Variant Mapping

MaveDB uses the variant descriptions provided in the score and count data tables to map variants to genomic coordinates. This mapping allows MaveDB to integrate with external resources such as ClinGen, ClinVar, and gnomAD.

Note

Variant mapping is only performed for datasets with a human target sequence.

This process was made possible by a novel method for mapping MAVE data written by Arbesfeld et al. (2025). The method is described in detail in the linked publication, and summarized briefly below.

Mapping process

Variants are mapped to genomic coordinates upon upload of a score set. The mapping process involves the following steps:

  1. Target sequence alignment: The target sequence provided with the score set is aligned to the reference genome using BLAT. This step determines the genomic location of the target sequence and identifies the corresponding transcript(s).

  2. Transcript selection: If multiple candidate transcripts are identified in the alignment step, the most appropriate transcript is selected. Where possible, we prioritize MANE Select transcripts, followed by RefSeq Select transcripts, and then the longest matching transcript.

  3. Variant translation: Each variant in the score and count data tables is converted from MAVE-HGVS format to standard HGVS format and translated with respect to the selected transcript. This step accounts for any offset between the target sequence and the transcript.

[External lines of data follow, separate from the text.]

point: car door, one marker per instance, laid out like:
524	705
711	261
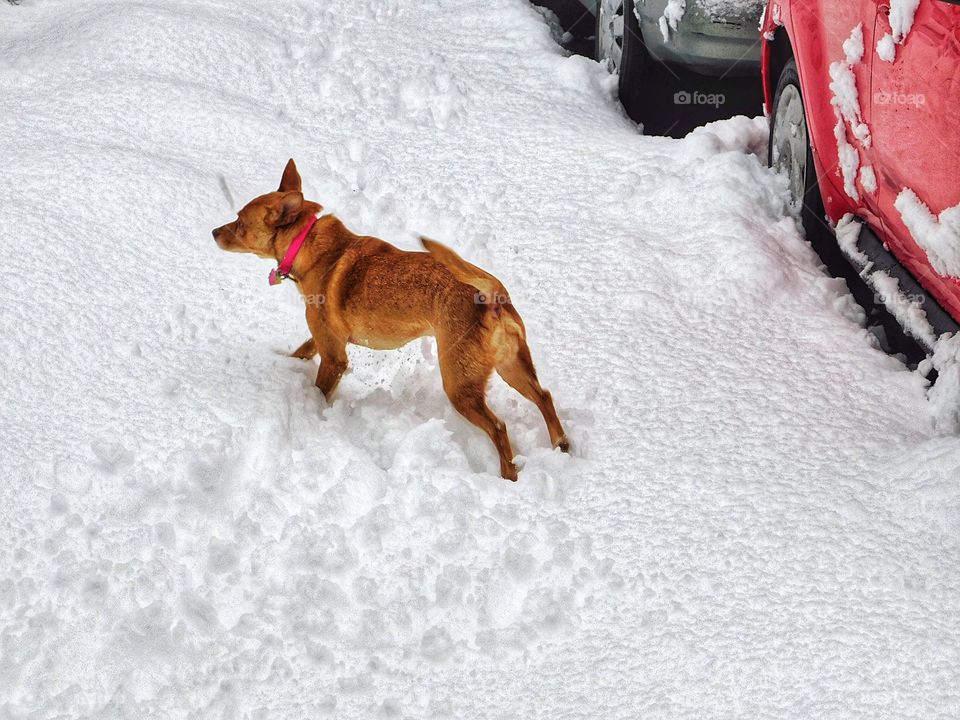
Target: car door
915	123
830	66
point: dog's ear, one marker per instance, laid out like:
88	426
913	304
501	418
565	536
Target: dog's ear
291	178
287	208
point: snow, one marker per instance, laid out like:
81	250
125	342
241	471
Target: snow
939	237
761	518
868	178
945	394
887	48
905	309
908	310
672	15
901	16
845	99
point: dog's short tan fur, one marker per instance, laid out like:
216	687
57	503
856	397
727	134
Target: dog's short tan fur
362	290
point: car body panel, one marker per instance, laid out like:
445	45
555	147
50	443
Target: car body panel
913	145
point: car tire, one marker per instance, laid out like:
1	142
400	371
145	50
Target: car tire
789	151
618	42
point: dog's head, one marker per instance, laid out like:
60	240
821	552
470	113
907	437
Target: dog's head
257	223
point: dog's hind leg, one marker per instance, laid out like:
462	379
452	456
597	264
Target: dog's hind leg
306	351
465	370
470	402
518	372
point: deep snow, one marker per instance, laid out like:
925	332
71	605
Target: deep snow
760	519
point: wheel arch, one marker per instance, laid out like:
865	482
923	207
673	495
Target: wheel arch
776	54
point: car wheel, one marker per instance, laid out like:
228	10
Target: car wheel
619	43
789	152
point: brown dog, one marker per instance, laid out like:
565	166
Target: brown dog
365	291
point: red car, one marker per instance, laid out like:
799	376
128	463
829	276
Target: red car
864	104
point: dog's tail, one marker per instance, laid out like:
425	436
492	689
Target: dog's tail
490	290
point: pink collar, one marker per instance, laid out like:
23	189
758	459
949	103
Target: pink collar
282	271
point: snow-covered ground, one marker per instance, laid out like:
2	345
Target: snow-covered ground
760	519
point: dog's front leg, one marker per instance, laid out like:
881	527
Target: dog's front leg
333	363
332	351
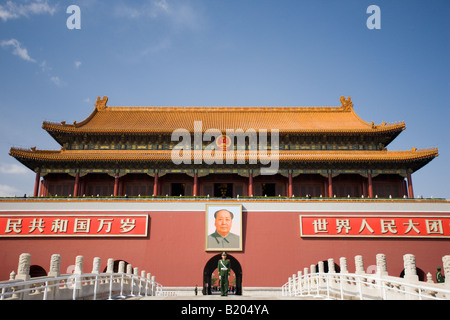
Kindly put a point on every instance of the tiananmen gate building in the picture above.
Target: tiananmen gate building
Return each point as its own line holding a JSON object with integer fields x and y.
{"x": 303, "y": 184}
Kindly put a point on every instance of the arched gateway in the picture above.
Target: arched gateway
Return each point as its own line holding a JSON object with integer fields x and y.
{"x": 211, "y": 265}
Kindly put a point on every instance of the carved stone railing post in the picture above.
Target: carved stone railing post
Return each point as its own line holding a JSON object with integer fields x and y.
{"x": 96, "y": 269}
{"x": 121, "y": 267}
{"x": 110, "y": 266}
{"x": 343, "y": 263}
{"x": 306, "y": 279}
{"x": 446, "y": 264}
{"x": 23, "y": 272}
{"x": 79, "y": 260}
{"x": 409, "y": 264}
{"x": 55, "y": 264}
{"x": 381, "y": 265}
{"x": 359, "y": 265}
{"x": 299, "y": 284}
{"x": 153, "y": 286}
{"x": 23, "y": 269}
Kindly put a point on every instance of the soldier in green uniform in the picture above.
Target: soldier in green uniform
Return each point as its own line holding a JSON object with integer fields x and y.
{"x": 224, "y": 267}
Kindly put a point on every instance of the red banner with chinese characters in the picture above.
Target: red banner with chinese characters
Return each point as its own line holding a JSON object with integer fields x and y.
{"x": 73, "y": 225}
{"x": 374, "y": 226}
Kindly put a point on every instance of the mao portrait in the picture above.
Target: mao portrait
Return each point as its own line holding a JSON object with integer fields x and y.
{"x": 223, "y": 227}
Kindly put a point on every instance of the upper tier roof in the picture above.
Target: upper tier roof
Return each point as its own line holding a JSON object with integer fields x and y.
{"x": 143, "y": 120}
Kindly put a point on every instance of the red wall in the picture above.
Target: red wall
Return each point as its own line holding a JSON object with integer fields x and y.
{"x": 175, "y": 253}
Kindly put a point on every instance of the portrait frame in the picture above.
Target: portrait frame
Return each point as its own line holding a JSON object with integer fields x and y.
{"x": 211, "y": 244}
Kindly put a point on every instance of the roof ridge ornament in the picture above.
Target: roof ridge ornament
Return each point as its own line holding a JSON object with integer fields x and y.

  4. VRS translation: The HGVS variant descriptions are then converted to GA4GH VRS format using the VRS-Python library. This standardized representation facilitates interoperability with other genomic databases and tools, as well as standardizing all output variant representations for future mapped variation.

Note

In some cases, variants may not be successfully mapped due to issues such as ambiguous target sequences, complex variant types, or discrepancies between the target and reference genome. MaveDB logs these instances and provides feedback to data contributors to help resolve mapping issues.

Although some mapping failures represent true limitations of the data, others can be addressed by correcting errors in the submitted variants or target sequences.

It is highly recommended that data contributors review the mapping results after uploading a score set to ensure that variants have been accurately mapped. Contributors can view mapping results on the score set page and download a report of mapped and unmapped variants.

Mapping failures do not prevent datasets from being published in MaveDB, but mapped variants are required for certain features such as variant search, linkages with certain external resources, and inclusion in MaveMD.

Mapping integrations

Mapped variants are integral to MaveDB’s integration with external data sources. Whereas variants prior to mapping are only described with respect to the target sequence, mapped variants can be linked to genomic coordinates and transcripts, enabling connections to resources such as ClinVar, gnomAD, and ClinGen. Mapped variants also enable MaveDB to provide GA4GH VRS representations of variants for download and programmatic access via the MaveDB API.

This mapping and the integrations they facilitate enhance the utility of MaveDB and power MaveMD by enabling features like variant search and score calibrations.